Olhares Sobre as Missões é um projeto cultural dedicado a valorizar a memória, a identidade e a paisagem simbólica dos Sete Povos das Missões por meio de um concurso fotográfico de abrangência internacional. A proposta convida fotógrafos profissionais e amadores a revelarem, através de seus olhares, a profundidade histórica, espiritual, arquitetônica e cultural dessa região emblemática, onde a herança jesuítico-guarani segue viva na monumentalidade das ruínas, nas tradições locais e no cotidiano de sua gente.
A iniciativa aposta na fotografia como linguagem acessível e potente para conectar passado e presente, estimular o pertencimento e reforçar o papel das Missões como um dos maiores patrimônios históricos e culturais do Brasil e da América Latina. Ao reunir uma curadoria composta por artistas profundamente ligados ao território — entre eles fotógrafos, pesquisadores e um cineasta indígena guarani — o projeto se compromete com uma abordagem sensível, diversa e representativa, capaz de construir uma memória visual contemporânea que respeita ancestralidades, dialoga com a comunidade e amplia o reconhecimento desse legado único.
Olhares Sobre as Missões nasce para transformar sensações em imagem, e imagem em história — compartilhada, plural e permanente.
A seleção contará com um Conselho Curatorial formado por três fotógrafos que avaliará e fará a premiação.

Residente na Aldeia Guarani TekoaKoenju, em São Miguel das Missões (RS), é cineasta indígena mbya guarani, integrante e fundador (2008) do Coletivo Mbya Guarani de Cinema, após participar da primeira oficina do Vídeo nas Aldeias em 2007. Diretor de documentários como Duas Aldeias, Uma Caminhada, As Bicicletas de Nhanderu, Desterro Guarani, Tava – A Casa de Pedra, Mbya Mirim, No Caminho com Mario e Nós e a Cidade, construiu uma trajetória reconhecida no Brasil e no exterior. Em 2013, teve trabalhos exibidos em Nova York na celebração dos 25 anos do Vídeo nas Aldeias, promovida pelo NMAI e instituições parceiras, e em 2015 participou de um intercâmbio com os povos Innu, no Canadá. Premiado em festivais como o FICA, CachoeiraDoc e forumdoc.bh, reúne distinções por obras que dialogam com território, ancestralidade e resistência, consolidando-se como uma das vozes mais relevantes do audiovisual indígena contemporâneo.

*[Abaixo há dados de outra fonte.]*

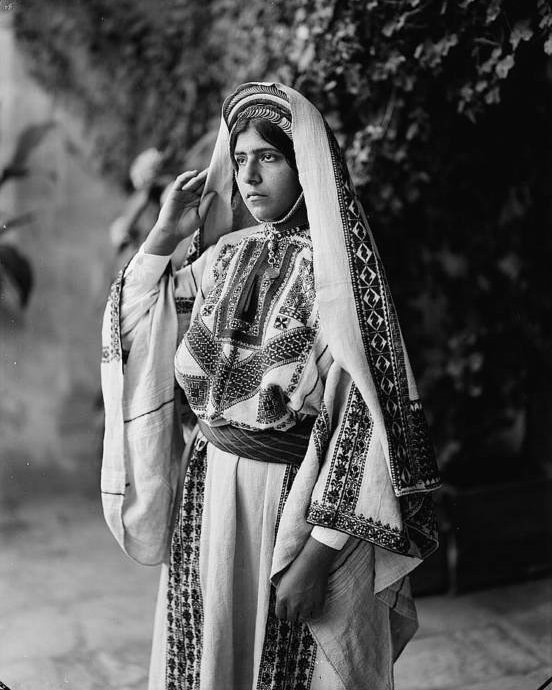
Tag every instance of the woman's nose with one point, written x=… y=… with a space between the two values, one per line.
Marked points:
x=251 y=172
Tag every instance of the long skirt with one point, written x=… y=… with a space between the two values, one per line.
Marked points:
x=216 y=627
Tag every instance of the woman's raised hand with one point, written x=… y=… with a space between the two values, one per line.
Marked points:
x=183 y=211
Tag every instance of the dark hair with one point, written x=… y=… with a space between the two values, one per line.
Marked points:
x=271 y=133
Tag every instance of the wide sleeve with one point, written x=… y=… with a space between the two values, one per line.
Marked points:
x=143 y=441
x=141 y=284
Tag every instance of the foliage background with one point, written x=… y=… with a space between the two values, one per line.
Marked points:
x=443 y=109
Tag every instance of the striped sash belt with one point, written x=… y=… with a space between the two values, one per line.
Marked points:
x=288 y=447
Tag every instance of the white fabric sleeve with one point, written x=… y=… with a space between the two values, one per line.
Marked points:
x=143 y=273
x=140 y=290
x=329 y=537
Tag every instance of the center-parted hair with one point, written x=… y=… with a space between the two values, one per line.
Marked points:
x=270 y=132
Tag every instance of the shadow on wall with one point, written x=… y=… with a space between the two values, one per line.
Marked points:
x=55 y=215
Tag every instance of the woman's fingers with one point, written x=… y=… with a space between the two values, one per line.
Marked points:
x=184 y=178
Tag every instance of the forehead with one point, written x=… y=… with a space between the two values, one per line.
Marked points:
x=251 y=140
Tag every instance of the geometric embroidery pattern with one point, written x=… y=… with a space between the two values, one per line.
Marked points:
x=380 y=330
x=114 y=350
x=289 y=649
x=349 y=456
x=184 y=600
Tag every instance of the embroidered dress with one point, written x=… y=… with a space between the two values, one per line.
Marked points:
x=317 y=339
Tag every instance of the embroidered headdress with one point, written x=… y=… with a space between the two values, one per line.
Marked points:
x=357 y=313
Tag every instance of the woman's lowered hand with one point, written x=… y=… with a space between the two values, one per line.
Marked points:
x=301 y=591
x=183 y=211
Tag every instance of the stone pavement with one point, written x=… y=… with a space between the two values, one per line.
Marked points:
x=76 y=614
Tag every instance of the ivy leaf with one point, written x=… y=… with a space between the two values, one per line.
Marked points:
x=504 y=66
x=521 y=32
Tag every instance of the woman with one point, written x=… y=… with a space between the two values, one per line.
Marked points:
x=305 y=500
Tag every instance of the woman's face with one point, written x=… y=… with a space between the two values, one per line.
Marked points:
x=267 y=184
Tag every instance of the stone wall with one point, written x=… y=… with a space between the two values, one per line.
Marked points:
x=50 y=431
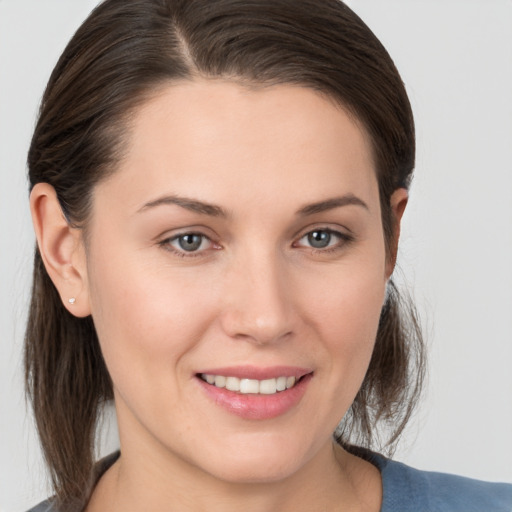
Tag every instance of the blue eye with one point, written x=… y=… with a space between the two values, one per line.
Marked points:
x=189 y=242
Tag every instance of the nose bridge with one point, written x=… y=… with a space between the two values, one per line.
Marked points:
x=258 y=305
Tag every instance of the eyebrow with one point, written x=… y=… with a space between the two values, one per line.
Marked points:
x=189 y=204
x=216 y=211
x=329 y=204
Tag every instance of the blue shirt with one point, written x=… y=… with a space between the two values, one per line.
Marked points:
x=406 y=489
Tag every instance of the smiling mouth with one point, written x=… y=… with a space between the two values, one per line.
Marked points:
x=250 y=386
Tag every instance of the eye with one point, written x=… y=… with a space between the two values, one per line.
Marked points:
x=188 y=243
x=323 y=239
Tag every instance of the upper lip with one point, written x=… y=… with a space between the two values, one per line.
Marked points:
x=258 y=373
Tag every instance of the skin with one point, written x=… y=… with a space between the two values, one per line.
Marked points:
x=255 y=292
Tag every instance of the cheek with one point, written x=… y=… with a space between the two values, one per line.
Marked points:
x=144 y=318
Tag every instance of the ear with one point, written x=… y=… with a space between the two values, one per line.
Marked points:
x=62 y=250
x=398 y=202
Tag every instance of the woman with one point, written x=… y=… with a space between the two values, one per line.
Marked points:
x=217 y=189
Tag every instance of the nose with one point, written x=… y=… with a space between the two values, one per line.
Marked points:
x=257 y=301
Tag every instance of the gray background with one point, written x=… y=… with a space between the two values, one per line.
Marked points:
x=455 y=57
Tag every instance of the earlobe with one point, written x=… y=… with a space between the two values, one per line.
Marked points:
x=61 y=248
x=398 y=202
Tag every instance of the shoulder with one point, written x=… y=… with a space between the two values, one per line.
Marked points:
x=44 y=506
x=406 y=488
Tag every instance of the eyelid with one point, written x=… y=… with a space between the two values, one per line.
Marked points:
x=165 y=243
x=344 y=238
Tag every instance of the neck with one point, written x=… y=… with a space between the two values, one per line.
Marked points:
x=332 y=480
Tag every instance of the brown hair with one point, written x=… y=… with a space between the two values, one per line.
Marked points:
x=116 y=59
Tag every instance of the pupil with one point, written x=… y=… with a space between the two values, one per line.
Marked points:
x=319 y=239
x=190 y=242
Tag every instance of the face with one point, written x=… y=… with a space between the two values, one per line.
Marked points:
x=239 y=244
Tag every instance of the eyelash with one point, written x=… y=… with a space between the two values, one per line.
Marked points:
x=344 y=239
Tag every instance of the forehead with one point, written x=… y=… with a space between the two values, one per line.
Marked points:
x=204 y=138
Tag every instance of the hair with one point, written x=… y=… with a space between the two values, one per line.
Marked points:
x=121 y=55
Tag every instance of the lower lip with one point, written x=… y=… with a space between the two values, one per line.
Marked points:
x=257 y=407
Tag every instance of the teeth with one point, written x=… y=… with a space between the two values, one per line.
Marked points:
x=253 y=386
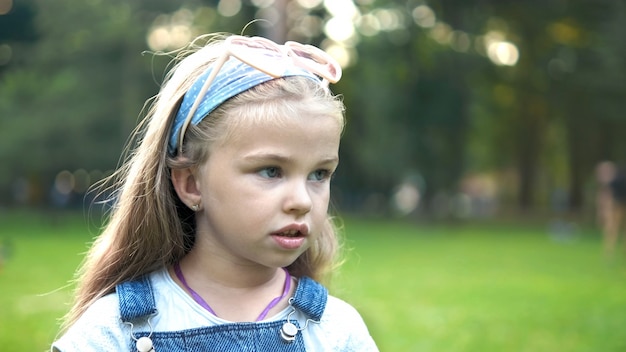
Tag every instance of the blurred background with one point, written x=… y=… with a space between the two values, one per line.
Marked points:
x=456 y=108
x=459 y=112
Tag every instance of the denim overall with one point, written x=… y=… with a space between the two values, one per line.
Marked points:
x=137 y=306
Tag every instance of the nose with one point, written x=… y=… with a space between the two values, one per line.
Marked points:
x=298 y=199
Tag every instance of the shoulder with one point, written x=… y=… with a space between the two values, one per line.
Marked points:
x=98 y=329
x=341 y=329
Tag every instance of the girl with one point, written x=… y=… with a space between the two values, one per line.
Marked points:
x=220 y=229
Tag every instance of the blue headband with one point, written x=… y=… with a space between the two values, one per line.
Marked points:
x=234 y=77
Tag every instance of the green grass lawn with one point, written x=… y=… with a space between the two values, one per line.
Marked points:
x=472 y=287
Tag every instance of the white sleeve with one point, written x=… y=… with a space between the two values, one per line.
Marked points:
x=99 y=329
x=341 y=329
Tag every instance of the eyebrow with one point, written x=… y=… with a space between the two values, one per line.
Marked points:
x=284 y=159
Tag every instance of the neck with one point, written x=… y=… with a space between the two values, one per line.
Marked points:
x=214 y=270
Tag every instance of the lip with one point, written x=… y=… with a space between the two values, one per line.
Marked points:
x=291 y=243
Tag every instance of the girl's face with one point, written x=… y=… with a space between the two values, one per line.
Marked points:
x=265 y=191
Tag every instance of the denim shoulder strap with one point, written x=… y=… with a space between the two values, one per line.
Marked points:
x=136 y=299
x=310 y=297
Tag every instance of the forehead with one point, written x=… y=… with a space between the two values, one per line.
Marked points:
x=282 y=119
x=302 y=131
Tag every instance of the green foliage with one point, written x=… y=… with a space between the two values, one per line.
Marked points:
x=472 y=287
x=416 y=103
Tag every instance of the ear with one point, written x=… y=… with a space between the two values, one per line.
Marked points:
x=187 y=186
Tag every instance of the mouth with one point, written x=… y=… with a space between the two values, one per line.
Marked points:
x=290 y=233
x=293 y=231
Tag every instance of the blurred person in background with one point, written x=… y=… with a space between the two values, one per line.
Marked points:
x=611 y=204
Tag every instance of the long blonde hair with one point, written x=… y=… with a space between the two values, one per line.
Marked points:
x=148 y=227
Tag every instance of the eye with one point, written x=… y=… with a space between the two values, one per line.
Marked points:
x=320 y=175
x=270 y=172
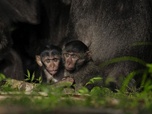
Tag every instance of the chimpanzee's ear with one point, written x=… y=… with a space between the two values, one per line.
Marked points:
x=38 y=60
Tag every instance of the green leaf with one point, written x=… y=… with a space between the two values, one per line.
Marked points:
x=94 y=80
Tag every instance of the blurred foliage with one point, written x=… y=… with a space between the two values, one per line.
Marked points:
x=45 y=98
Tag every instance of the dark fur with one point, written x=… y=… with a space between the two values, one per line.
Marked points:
x=113 y=28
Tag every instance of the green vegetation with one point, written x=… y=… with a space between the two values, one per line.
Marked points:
x=44 y=98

59 anos, natural de Santo Ângelo (RS), é fotógrafo com sólida trajetória documental na América do Sul, especialmente voltada à formação étnica e às transformações sociais. Trabalhou por 25 anos no jornal Zero Hora, em Porto Alegre, e tem como referências o neorrealismo italiano, com influências de De Sica e Visconti. Participou da 15ª Coleção Pirelli/MASP (2006) e conquistou alguns dos mais importantes prêmios do país, como o Prêmio Conrado Wessel (2010) — do qual também foi finalista em 2009 e 2011 — além de distinções no Esso de Jornalismo, Leica-Fotografe Melhor, ARI-RS, POY Latam, Bienal Brasileira de Arte Fotográfica em P&B e no Prêmio José Lutzenberger de Jornalismo Ambiental. Com mostras individuais e coletivas no Brasil, América Latina, Europa e Ásia, expôs em instituições como Goethe-Institut, FotoRio, Encuentros Abiertos, Museu da Bahia Blanca, Centro Cultural Correios, além de exibições em cidades como Bagdá, Padova, Buenos Aires, Varsóvia, Roma, Avintes e Açores. Autor do livro Olhos do Pampa (2014) e coautor de Yo Soy Fidel (2017) e Tás Co' Olho!? (2020), consolidou-se como um dos nomes mais expressivos da fotografia documental contemporânea no Brasil.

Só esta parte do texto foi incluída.